Eparpillements, Natalie Clifford Barney (par Luc-André Sagne)
Ecrit par Luc-André Sagne 16.11.20 dans La Une Livres, Les Livres, Critiques, Essais
Eparpillements, Natalie Clifford Barney, éditions de La Coopérative, mars 2020, 80 pages, 12 €
Rien n’est plus indispensable aujourd’hui que de pouvoir s’immerger dans un bain d’intelligence, d’humour et de liberté. Et c’est encore possible en lisant un petit livre d’une belle densité que rééditent avec bonheur les éditions de La Coopérative, au catalogue aussi original que varié. Je veux parler d’Eparpillements de Natalie Clifford Barney, avec une préface et de rares photographies de Jean Chalon, l’un des intimes de l’auteur.
Eparpillements se présente comme un ensemble de pensées, d’aphorismes ou de maximes répartis en cinq chapitres, que publie en 1910 une Américaine parfaitement francophone installée à Paris, Natalie Clifford Barney. Connue pour ses nombreuses liaisons féminines, muse de célébrités comme Liane de Pougy ou de la poète Renée Vivien, ou encore de la peintre Romaine Brooks, elle accède, avec cet ouvrage, à la reconnaissance des milieux littéraires grâce à l’adoubement du plus grand critique de l’époque, Remy de Gourmont, qui écrira pour elle ses Lettres à l’Amazone.
Femme, amante, écrivaine, elle n’a pas son pareil, en effet, pour nouer un paradoxe, lancer une boutade, nous faire sentir l’ironie d’une situation ou d’un comportement. Ainsi, « les amants devraient avoir aussi des jours de sortie », ou bien « comme d’autres ont besoin d’ivresses, j’ai besoin de plein air : adieu ». C’est souvent brillant, à la manière d’un Oscar Wilde (« Être infidèle à ceux qu’on aime, pour ne pas laisser devenir habituel leur charme »), parfois cinglant (« Ne pas craindre de survivre à ses morts, mais de se survivre »), toujours lucide et personnel.

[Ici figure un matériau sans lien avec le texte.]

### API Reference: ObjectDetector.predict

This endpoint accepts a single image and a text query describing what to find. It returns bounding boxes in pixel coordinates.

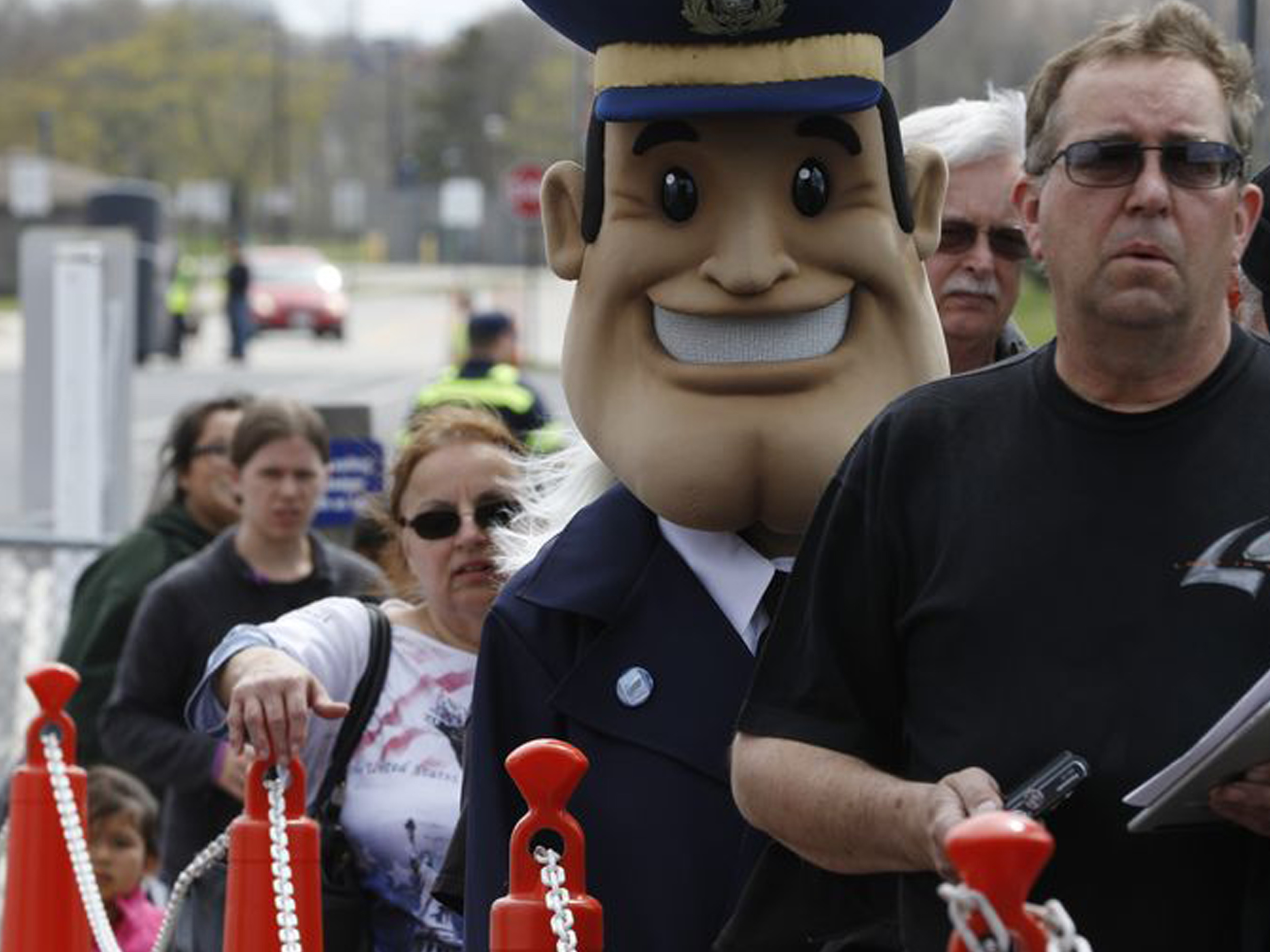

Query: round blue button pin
[617,667,653,707]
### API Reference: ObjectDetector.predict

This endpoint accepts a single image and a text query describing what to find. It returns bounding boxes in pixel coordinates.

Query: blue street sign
[314,437,384,528]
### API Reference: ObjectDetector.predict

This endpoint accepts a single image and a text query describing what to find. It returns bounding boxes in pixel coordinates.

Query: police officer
[411,311,559,452]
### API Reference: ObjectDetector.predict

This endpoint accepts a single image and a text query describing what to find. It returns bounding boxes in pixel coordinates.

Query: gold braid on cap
[596,33,883,93]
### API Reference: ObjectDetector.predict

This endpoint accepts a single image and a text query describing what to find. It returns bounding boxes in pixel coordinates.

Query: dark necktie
[754,569,790,658]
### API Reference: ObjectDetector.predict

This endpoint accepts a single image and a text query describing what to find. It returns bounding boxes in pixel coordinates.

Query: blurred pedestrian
[899,89,1028,373]
[101,399,383,883]
[225,239,253,360]
[164,254,198,360]
[411,311,560,452]
[57,396,246,764]
[189,406,521,952]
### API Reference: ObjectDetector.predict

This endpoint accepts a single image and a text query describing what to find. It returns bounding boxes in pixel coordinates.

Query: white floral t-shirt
[190,598,477,952]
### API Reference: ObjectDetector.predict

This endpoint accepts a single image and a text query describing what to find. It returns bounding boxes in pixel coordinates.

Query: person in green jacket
[400,311,561,453]
[57,396,248,764]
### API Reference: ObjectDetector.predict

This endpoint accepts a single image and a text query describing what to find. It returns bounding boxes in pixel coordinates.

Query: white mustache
[940,272,1001,301]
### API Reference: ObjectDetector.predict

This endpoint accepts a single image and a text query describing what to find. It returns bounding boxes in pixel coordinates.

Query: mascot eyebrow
[794,116,861,155]
[631,119,701,155]
[582,86,913,245]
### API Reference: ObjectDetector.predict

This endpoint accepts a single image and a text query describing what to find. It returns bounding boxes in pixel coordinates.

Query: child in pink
[88,766,163,952]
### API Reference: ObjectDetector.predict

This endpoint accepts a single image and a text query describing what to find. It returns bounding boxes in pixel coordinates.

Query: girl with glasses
[189,406,521,952]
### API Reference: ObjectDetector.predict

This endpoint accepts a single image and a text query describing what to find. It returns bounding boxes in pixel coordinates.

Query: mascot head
[526,0,951,538]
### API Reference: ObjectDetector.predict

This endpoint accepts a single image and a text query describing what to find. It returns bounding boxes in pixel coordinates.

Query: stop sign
[504,162,543,218]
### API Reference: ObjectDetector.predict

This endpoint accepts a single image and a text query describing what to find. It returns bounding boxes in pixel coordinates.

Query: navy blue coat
[465,486,766,952]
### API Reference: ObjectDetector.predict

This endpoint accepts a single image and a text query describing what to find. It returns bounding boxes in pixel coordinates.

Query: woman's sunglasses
[1051,139,1244,189]
[401,499,521,542]
[940,218,1028,261]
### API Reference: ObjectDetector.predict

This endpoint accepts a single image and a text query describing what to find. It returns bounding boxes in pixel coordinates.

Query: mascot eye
[662,169,697,221]
[790,159,830,218]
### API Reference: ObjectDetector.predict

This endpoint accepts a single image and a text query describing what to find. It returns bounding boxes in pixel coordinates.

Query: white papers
[1124,672,1270,832]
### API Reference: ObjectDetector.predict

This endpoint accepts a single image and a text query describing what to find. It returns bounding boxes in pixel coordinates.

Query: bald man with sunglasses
[899,89,1029,373]
[732,3,1270,952]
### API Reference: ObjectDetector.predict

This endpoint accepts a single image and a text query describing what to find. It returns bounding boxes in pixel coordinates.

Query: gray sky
[273,0,517,43]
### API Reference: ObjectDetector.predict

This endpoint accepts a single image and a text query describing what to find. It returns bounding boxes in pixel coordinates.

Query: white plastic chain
[40,730,128,952]
[39,729,295,952]
[264,764,302,952]
[152,833,230,952]
[939,882,1092,952]
[533,847,578,952]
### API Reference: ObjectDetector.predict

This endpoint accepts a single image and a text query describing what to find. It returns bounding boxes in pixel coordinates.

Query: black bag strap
[312,603,393,820]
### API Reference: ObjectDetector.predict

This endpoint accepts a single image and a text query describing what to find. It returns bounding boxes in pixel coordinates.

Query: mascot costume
[465,0,951,952]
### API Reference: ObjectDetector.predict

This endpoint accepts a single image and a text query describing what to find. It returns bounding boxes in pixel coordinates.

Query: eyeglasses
[400,499,521,542]
[939,218,1029,261]
[1051,140,1244,189]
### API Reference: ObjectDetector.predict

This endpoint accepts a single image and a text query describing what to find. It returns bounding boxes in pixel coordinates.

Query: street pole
[271,14,291,239]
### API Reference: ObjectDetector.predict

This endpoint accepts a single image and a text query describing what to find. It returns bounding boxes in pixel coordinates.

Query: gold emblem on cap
[680,0,785,37]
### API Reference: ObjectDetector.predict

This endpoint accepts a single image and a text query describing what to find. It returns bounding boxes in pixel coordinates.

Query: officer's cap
[525,0,952,122]
[1240,165,1270,294]
[467,311,513,347]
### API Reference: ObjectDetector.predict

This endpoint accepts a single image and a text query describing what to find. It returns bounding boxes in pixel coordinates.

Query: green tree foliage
[418,10,591,187]
[0,0,342,231]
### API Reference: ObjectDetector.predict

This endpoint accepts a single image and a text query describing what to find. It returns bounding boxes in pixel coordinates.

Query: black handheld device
[1006,750,1090,817]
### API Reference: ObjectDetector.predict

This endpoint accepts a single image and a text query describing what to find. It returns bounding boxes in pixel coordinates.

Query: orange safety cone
[224,759,323,952]
[489,740,605,952]
[944,810,1054,952]
[0,664,91,952]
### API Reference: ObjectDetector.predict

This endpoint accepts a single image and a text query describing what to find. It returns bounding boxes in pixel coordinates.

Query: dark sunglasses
[940,220,1029,261]
[1051,140,1244,189]
[401,499,521,541]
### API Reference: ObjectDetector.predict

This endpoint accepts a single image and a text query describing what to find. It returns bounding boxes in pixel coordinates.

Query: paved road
[0,268,568,538]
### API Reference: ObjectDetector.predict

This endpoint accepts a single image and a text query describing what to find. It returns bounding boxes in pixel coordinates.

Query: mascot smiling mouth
[653,293,851,365]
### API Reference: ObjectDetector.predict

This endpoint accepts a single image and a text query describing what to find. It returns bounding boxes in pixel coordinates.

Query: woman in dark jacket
[57,396,246,764]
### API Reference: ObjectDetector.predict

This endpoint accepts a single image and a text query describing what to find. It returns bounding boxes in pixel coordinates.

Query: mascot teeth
[653,294,851,363]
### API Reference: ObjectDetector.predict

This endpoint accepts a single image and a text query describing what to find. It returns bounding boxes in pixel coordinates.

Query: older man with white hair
[899,89,1028,373]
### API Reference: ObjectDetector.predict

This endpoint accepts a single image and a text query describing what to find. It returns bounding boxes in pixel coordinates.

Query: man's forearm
[732,734,935,873]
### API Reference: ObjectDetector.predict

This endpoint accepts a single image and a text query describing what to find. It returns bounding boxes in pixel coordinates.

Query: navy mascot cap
[525,0,952,122]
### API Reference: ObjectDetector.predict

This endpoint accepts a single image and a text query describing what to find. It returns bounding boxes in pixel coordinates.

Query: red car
[246,245,348,338]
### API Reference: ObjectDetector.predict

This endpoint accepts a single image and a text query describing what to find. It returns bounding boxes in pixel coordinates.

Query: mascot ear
[543,162,587,281]
[904,146,949,261]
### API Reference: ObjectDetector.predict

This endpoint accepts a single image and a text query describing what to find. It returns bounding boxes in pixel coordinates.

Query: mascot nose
[698,202,798,294]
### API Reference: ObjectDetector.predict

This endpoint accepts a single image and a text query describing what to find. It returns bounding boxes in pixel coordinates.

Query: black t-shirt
[741,330,1270,952]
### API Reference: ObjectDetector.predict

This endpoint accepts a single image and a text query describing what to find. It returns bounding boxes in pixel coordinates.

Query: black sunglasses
[401,499,521,541]
[940,218,1030,261]
[1051,140,1244,189]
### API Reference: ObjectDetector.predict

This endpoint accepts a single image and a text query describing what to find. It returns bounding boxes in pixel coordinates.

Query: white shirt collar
[657,517,794,652]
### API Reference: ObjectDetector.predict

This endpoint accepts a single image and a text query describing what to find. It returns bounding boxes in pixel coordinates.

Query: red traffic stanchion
[944,810,1054,952]
[224,759,323,952]
[0,664,91,952]
[489,740,605,952]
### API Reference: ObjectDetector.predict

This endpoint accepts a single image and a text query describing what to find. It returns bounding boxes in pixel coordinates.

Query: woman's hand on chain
[217,647,348,763]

Car celle qui nous a laissé romans et souvenirs se veut avant tout une femme libre, indépendante de corps et d’esprit, en lutte contre l’asservissement de bien des femmes de son temps, amante passionnée, écrivaine douée qui n’est pas dupe des miroirs que lui tend la société ni de la comédie de l’amour : « Votre gloire peut dépendre d’un seul qui vous écoute » et « on aime d’amour ceux qu’on ne peut aimer autrement ».
Eparpillements peut se lire de la sorte à plusieurs niveaux, preuve s’il en était besoin de sa richesse. On y trouve des conduites de vie, des enseignements sur l’amour, des leçons de moraliste aussi que n’aurait pas reniées un La Rochefoucauld : « L’affinement de la souffrance : sourire ». Et des remarques d’un humour corrosif qui n’épargnent ni les artistes en général (de ceux qui « abîment toute réalité, qui l’affadissent, l’enjolivent à la rendre méconnaissable ») ni les critiques (« Non un critique, mais un précurseur de goûts et dégoûts à venir ? ») ni même les femmes (« collier de perles chaîne d’un symbole (…) perles doublement douloureuses, ayant, à parer tant de piètres demoiselles, perdu tout lien avec leurs origines mystérieuses »).
Au fond, au fil des pages, se dessine la grande préoccupation de Natalie Clifford Barney, sa plus grande ambition, qui est de pouvoir se réaliser soi-même, se créer soi-même, hors de tous les déterminismes, de toutes les allégeances. Et c’est précisément l’objet de la dernière pensée de son recueil, qu’elle clôt ainsi : « La plus difficile des réalisations : soi-même ».
Luc-André Sagne
Natalie Clifford Barney (1876-1972) est une figure centrale du Paris littéraire et lesbien de la Belle Epoque. De ses œuvres disponibles, citons en particulier son roman, Amants féminins ou la troisième, réédité avec soin par les éditions ErosOnyx en 2013, et sa correspondance avec Liane de Pougy aux éditions Gallimard, sous la direction de Jean-Yves Tadié, en 2019.